Senate debates

Thursday, 12 May 2011

Questions on Notice

Australian Communications and Media Authority (Question No. 539)

Photo of Stephen ConroyStephen Conroy (Victoria, Australian Labor Party, Deputy Leader of the Government in the Senate) Share this | Hansard source

The answer to the honourable senator's question is as follows:

(1) The ACMA has not been advised by the complainants of their views on investigation report no. 2431. As a matter of practice, the ACMA does not seek such views.

(2) The ACMA has advised that the matter came for decision by the Authority under the terms of the Commercial Television Industry Code of Practice, an industry code. This code includes certain privacy provisions, which, like all provisions of the code, must be assessed against the facts of and circumstances behind an actual broadcast and do not countenance consideration of other areas of the law, or matters to which any other law or code may or may not apply. The Authority is charged with making judgments about the broadcast under the terms of the Code. In doing so, the Authority is also required to consider the exceptions contained in the Code – relevantly, that private matters may be broadcast if it is in the public interest to do so.

In this case, the Authority found that the public interest justification for the broadcast was very limited and, in the particular circumstances of the case, arose solely on the ground that it explained the Minister's sudden resignation.

(3)The ACMA has advised that the decision affirms the following important propositions:

(a) Public figures and private citizens alike are entitled to the privacy protections under the Code.

(b) Even conduct in a public place can be the subject of legitimate expectations of privacy.

(c) A person's sexual behaviour or preference is generally a private matter.

(d) But there is a balance to be struck between an individual's privacy and the broadcast of matters of public interest.

(e) Not all matters that are of interest to the public are matters of public interest.

(f) Under the Code, a public interest must be 'identifiable'; not some mere assertion.

(g) The public interest exception in the Code (to the prohibition of the broadcast of private material) is more likely to apply in cases involving public figures than private citizens.

The Authority found that the material breached both limbs of the privacy provisions set out in clause 4.3.5 of the Commercial Television Industry Code of Practice 2010.

The investigation report makes it clear that the footage of the Minister leaving the KK club, together with information about the nature of services offered by the club, was material that related to the Minister's personal or private affairs and invaded his privacy.

(4) The ACMA has advised that the Authority does not anticipate that its decision will create a precedent for breaches of privacy against elected representatives and this is made explicit in its report.

This is because the Authority made it clear in the investigation report that privacy protections in the Code and in the ACMA's Privacy Guidelines for Broadcasters (2005) apply to public figures, including politicians as well as to everyday individuals.

However, it also accepted that those holding public office will be open to greater and more frequent scrutiny in their personal lives than other citizens as a very consequence of their public office.

It also noted that in these cases the public interest exemption to the prohibition of the broadcast of private material is more likely to apply.

In this investigation, the decision turned on a very particular, single public interest ground – the explanation for the Minister's resignation in the context of ongoing public controversy about his discharge of his duties, including calls for his resignation.

In each case, the Authority will carefully consider whether there is a clearly identifiable linkage between the private material and a legitimate identifiable public interest.

(5) I am not aware of previous cases that are substantially similar to this one.

(6) Decisions about complaints made under the broadcasting codes of practice are matters for the ACMA.

(7) The ACMA has advised that the material broadcast included exterior shots of the Minister leaving the club, and a description of the services offered by the club.

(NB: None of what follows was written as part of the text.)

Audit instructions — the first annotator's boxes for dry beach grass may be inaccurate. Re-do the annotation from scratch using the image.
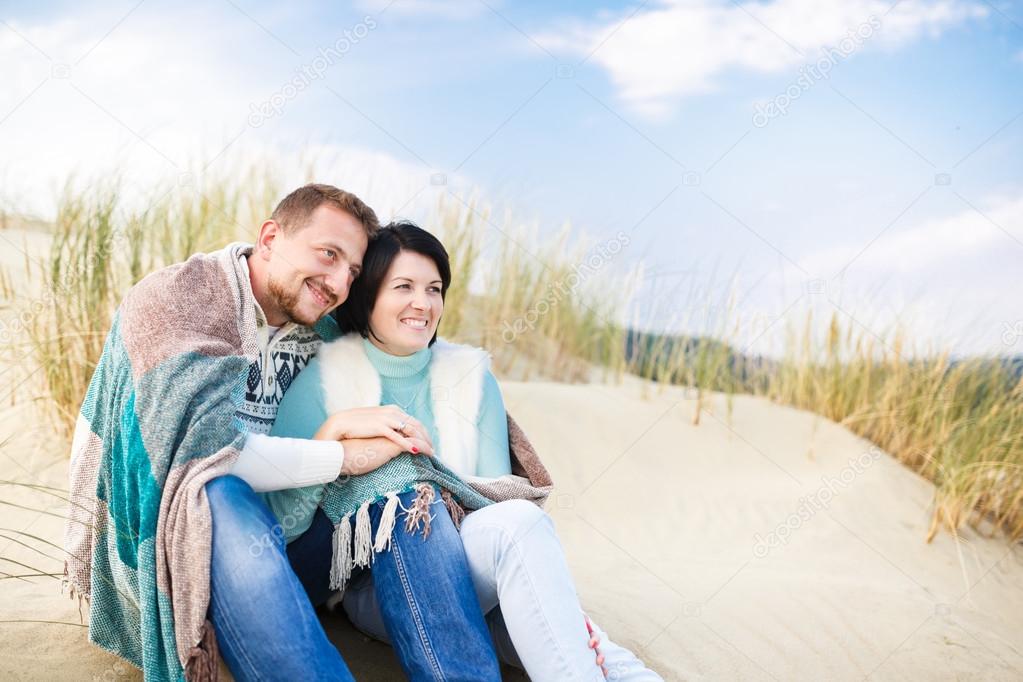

It did not include any footage taken inside the club or of any other patrons leaving or arriving. In investigating complaints about alleged breaches of broadcasting codes of practice, the ACMA can only consider the particular broadcast material.

If a complaint by another patron alleging a breach of privacy were to be made, the ACMA would consider that complaint on its merits.

(8) The ACMA is responsible for ensuring issues covered by the Commercial Television Industry Code of Practice, such as privacy and the public interest, adequately reflect current community standards.

I am aware that the Seven Nightly News segment and the ACMA's decision that it did not breach the Code have raised significant community concerns. I have discussed these concerns with the Chairman of the ACMA, Mr Chris Chapman.

I would expect that the ACMA will carefully consider all relevant matters in any future investigations concerning similar complaints.

I cannot compel the ACMA to review an ACMA investigation decision, or have another person or entity review the decision. There is no avenue under the Broadcasting Services Act 1992 for the ACMA's decision to be subject to merits review by the Administrative Appeals Tribunal. Under the Administrative Decisions (Judicial Review) Act 1977, a person aggrieved by the decision could apply for judicial review of the decision, but that review would be limited to consideration of the legality of the administrative behaviour of the ACMA in making the decision, rather than a review of the substance of the ACMA's decision. Constitutional writs are also available (ie. Common law judicial review) but these would be subject to the applicant having sufficient standing to initiate an action.